Sopan di Bawah Guyuran Hujan #01
Pada serial
sebelumnya, kita sudah membahas tentang anomali cuaca. Ternyata, cuaca bisa
menipu kita. Dari semula yang cerah, bahkan kelihatan terang benderang,
beberapa waktu setelahnya bisa saja bertransformasi menjadi hujan lebat dengan
petir yang menyambar-nyambar. Ataupun sebaliknya. Sayangnya, aku tidak bisa
menceritakan kembali secara penuh di dalam serial ini, karena hanya akan
menambah kebosanan saja. Tentu saja, kalian boleh membaca tentang cuaca di
serial sebelumnya. Sekarang, kita akan membahas sesuatu yang berbeda. Apa yang
berbeda? Langsung saja simak cerita di bawah ini, yang tentunya akan menarik
dan agak lucu.
Pada waktu itu,
tepatnya pada hari Minggu pukul empat, aku dan kedua orangtuaku dengan segera
bersiap-siap untuk berangkat ke Benteng Vredeburg. Untuk apa? Jadi, pihak
Benteng Vredeburg dan Taman Budaya, tempat aku latihan biola, menjalin semacam
kerjasama untuk memeriahkan acara untuk mengenang Hari Museum. Tentu saja, aku
dan teman-temanku di Taman Budaya diajak untuk berpartisipasi dalam acara
tersebut. Mengapa? Karena, orang lebih senang menonton pertunjukan yang
melibatkan anak-anak. Alasannya sederhana. Anak kecil seusia diriku ketika
serial ini ditulis, tentu saja menimbulkan kekaguman yang luar biasa apabila
dapat tampil di panggung dengan bakatnya yang istimewa. Apalagi, jika ia tidak
grogi dengan pandangan puluhan orang didepannya.
Oke, lewati saja
hal itu. Masih berhubungan dengan cuaca, pada waktu itu awan menutupi matahari.

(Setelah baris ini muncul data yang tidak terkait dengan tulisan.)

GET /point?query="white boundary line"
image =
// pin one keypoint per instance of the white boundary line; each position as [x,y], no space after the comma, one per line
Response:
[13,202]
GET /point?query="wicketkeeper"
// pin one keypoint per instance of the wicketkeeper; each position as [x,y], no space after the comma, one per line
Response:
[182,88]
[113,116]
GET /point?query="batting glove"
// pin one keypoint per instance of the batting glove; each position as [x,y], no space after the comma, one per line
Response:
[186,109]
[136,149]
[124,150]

Kami berpendapat bahwa tidak lama lagi hujan akan turun dengan derasnya.
Pendapat kami kali ini tidak begitu salah. Begitu kami selesai mandi dan
berganti baju, kami pun menaiki mobil. Begitu kami semua sudah memasuki mobil
kami yang kecil itu, ayahku menancap gas dan mobil melaju perlahan-lahan.

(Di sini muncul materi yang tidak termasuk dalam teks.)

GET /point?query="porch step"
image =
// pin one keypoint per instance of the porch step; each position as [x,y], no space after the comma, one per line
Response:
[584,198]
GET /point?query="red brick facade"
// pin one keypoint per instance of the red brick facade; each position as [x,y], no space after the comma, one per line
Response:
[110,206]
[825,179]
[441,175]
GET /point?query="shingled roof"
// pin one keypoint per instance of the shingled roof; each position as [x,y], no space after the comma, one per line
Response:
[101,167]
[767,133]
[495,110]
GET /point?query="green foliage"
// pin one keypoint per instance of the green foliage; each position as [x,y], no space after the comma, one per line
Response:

Perjalanan kami tidak bisa dibilang mulus. Mengapa? Kalian pasti tahu,
bagaimana keadaan di jalan raya pada saat weekend. Jalanan dipadati oleh
mobil dan kendaraan berat, sementara itu motor menyelip dari segala sisi.
Sungguh merepotkan dan kadang membuat emosi para pengendara. Akibatnya, klakson
sering dibunyikan, belum ditambah suara mesin kendaraan itu sendiri.
Memang, berkendara
di jalan-jalan Yogyakarta semakin dirasakan tidak mudah. Kepemilikan kendaraan
bermotor, entah itu roda dua atau roda empat, sepertinya tidak terkendali. Kata
ayahku, di Kota Yogyakarta ini, ada setidaknya 200.000 mahasiswa dan mahasiswi
yang berasal dari seluruh penjuru negeri. Jumlah itu tampaknya tidak akan
pernah surut. Bisa dibilang malah akan tambah terus. Mengapa? Karena memang
Kota Jogja dikenal sebagai Kota Budaya dan Kota Pelajar. Tidak salah bila ada
begitu banyak penghuni baru tiap tahunnya. Ditambah lagi dengan semakin
banyaknya turis yang datang pada saat liburan tiba. Dengan jalan yang berjubel
penuh kemacetan, komplit sudah penderitaan karena ada begitu banyak kendaraan
di jalanan.
Untungnya saja,
kami mempunyai kesabaran dan ketelitian yang cukup. Kesabaran dalam menghadapi
situasi jalan yang tidak mengenakkan dan ketelitian dalam memperhatikan jam.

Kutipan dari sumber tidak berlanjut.